Boomer women are better educated, more independent, are simultaneously juggling more work and family responsibilities and are more financially engaged than any generation in history. Married boomer women are more than six times more likely to share responsibility for savings and investments compared to their mothers' generation (33% now vs. 5% then).
Boomer women are dreaming of retiring to Mars while boomer men hope to retire to Venus. Boomer men are looking forward to working less, relaxing more, and spending more time with their spouse. While boomer women view the dual liberations of empty nesting and retirement as providing new opportunities for career development, community involvement and continued personal growth.
Financial preparedness is the gateway to retirement freedom and the antidote to retirementphobia. Accumulating the resources boomers believe they need for retirement freedom (81%), rather than age (56%) or any other variable, was cited as the most decisive factor for when they choose to retire.
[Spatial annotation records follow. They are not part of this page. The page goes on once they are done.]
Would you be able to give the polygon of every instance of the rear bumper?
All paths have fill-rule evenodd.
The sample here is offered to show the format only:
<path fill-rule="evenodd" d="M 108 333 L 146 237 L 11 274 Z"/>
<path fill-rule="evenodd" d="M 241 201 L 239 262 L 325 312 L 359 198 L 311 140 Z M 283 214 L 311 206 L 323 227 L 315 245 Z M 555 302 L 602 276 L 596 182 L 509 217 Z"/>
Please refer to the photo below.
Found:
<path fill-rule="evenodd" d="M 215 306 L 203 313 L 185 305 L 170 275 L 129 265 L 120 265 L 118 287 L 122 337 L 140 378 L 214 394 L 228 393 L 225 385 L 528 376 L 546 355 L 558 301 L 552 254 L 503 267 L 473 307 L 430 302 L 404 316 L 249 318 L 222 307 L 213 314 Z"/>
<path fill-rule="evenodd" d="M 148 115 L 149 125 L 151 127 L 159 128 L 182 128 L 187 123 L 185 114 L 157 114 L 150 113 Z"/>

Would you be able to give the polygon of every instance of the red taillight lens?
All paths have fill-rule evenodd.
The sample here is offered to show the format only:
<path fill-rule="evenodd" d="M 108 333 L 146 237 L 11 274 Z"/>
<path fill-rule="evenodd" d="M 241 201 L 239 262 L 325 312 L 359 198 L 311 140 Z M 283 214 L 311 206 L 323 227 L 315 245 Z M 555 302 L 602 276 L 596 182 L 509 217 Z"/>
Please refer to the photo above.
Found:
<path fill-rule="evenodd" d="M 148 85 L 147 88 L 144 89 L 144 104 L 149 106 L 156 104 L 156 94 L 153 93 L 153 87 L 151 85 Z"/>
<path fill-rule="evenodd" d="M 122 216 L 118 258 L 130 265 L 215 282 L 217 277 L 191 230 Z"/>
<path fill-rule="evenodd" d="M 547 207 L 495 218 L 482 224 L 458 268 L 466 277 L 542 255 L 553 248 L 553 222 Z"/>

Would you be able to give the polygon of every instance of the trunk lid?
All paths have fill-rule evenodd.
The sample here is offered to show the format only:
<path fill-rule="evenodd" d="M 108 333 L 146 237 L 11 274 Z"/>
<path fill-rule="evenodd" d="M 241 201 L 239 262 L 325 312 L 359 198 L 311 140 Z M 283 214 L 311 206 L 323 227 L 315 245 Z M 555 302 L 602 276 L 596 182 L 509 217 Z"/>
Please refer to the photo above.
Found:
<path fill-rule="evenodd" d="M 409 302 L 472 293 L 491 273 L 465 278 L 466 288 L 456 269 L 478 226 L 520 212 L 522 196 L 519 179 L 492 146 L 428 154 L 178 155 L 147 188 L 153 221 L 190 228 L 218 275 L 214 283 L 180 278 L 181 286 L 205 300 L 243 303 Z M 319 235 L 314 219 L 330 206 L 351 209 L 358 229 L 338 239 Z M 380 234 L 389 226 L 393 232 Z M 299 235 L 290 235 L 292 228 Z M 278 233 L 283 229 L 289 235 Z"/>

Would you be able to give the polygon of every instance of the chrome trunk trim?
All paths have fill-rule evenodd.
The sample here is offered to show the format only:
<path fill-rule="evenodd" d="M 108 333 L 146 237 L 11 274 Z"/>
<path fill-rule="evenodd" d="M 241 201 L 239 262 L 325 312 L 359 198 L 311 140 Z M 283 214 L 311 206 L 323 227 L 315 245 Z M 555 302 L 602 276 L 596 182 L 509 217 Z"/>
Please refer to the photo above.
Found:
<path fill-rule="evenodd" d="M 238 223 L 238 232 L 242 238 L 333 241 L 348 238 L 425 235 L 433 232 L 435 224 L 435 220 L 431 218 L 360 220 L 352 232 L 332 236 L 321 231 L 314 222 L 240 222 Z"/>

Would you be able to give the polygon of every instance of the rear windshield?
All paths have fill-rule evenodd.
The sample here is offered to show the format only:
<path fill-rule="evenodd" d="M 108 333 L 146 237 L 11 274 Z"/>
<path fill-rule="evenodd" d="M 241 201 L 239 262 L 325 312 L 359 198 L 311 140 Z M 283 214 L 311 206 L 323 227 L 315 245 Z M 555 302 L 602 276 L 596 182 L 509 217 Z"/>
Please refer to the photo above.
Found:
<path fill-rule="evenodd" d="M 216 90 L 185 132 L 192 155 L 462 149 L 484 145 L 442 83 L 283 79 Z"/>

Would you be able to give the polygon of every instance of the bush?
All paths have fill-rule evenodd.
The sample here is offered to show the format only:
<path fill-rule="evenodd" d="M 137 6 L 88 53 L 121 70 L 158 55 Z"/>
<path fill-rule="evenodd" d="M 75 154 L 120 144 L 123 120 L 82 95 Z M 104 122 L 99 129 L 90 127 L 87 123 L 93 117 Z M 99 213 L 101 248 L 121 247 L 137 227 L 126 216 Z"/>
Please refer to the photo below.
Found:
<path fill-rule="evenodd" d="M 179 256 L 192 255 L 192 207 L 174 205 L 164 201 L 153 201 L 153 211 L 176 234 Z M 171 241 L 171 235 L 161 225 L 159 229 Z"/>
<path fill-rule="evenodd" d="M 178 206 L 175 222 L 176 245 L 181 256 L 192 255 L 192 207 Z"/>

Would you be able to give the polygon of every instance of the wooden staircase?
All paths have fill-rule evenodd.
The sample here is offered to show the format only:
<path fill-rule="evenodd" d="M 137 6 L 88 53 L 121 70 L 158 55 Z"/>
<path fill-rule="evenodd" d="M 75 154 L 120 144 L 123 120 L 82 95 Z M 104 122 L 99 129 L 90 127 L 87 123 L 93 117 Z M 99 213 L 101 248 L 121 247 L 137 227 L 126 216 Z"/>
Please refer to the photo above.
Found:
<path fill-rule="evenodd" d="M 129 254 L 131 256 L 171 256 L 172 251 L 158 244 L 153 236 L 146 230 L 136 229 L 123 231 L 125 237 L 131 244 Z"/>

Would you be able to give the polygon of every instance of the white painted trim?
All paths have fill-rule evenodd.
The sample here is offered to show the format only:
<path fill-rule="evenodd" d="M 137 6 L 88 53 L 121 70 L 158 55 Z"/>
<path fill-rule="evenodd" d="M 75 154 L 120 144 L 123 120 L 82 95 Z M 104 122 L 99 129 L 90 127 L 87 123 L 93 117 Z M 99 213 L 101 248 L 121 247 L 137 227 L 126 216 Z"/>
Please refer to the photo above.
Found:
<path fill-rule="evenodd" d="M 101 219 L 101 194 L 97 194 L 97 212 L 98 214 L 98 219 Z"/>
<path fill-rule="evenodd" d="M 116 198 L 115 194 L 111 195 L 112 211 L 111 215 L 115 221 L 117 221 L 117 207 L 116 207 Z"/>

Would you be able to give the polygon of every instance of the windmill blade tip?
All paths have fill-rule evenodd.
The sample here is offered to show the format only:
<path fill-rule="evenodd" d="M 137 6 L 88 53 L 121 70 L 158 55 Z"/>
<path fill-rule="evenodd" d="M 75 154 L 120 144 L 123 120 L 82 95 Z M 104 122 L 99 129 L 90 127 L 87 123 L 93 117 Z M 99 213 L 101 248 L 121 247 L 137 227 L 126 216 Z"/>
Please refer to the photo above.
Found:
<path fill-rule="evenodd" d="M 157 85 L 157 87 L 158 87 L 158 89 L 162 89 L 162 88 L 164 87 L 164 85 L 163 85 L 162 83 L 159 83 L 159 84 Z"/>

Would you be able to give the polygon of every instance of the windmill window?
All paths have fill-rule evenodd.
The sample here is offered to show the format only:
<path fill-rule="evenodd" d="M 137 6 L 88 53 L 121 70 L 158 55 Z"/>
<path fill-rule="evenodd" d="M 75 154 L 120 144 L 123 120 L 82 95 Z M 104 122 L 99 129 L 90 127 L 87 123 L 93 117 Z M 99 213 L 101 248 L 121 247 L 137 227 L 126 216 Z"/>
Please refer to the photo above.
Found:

And, recognizing the growing uncertainty of government entitlements, boomers who have a plan and feel prepared are twice as optimistic and far less fearful compared with those who do not.
One size doesn't fit all. When it comes to retirement dreams and preparedness, there are five distinct and different boomer segments: the "Empowered Trailblazers," the "Wealth-Builders," the "Leisure Lifers," the "Anxious Idealists" and the "Stretched and Stressed." The survey revealed how each group is doing, their plans and ambitions for later life, their level of financial preparedness and how they intend to fund their future dreams."
With the global economic crisis, the global environmental crisis, and the global terrorist crisis looming large on our horizon, new ways of living and approaching the end of life are evolving. For a baby boomer, retirement could be a mid-life crisis of monumentally creative proportions. Living responsibly in all sorts of ways--environmentally, economically, personally, familially, and globally are challenges that can be exciting for a retirement. Going "green", recycling, engaging in ecotourism, considering fair trade as opposed to free trade, living in co-housing as compared to single family houses, and reviving the extended family are all ways to meet the many crises before us with innovation and hope.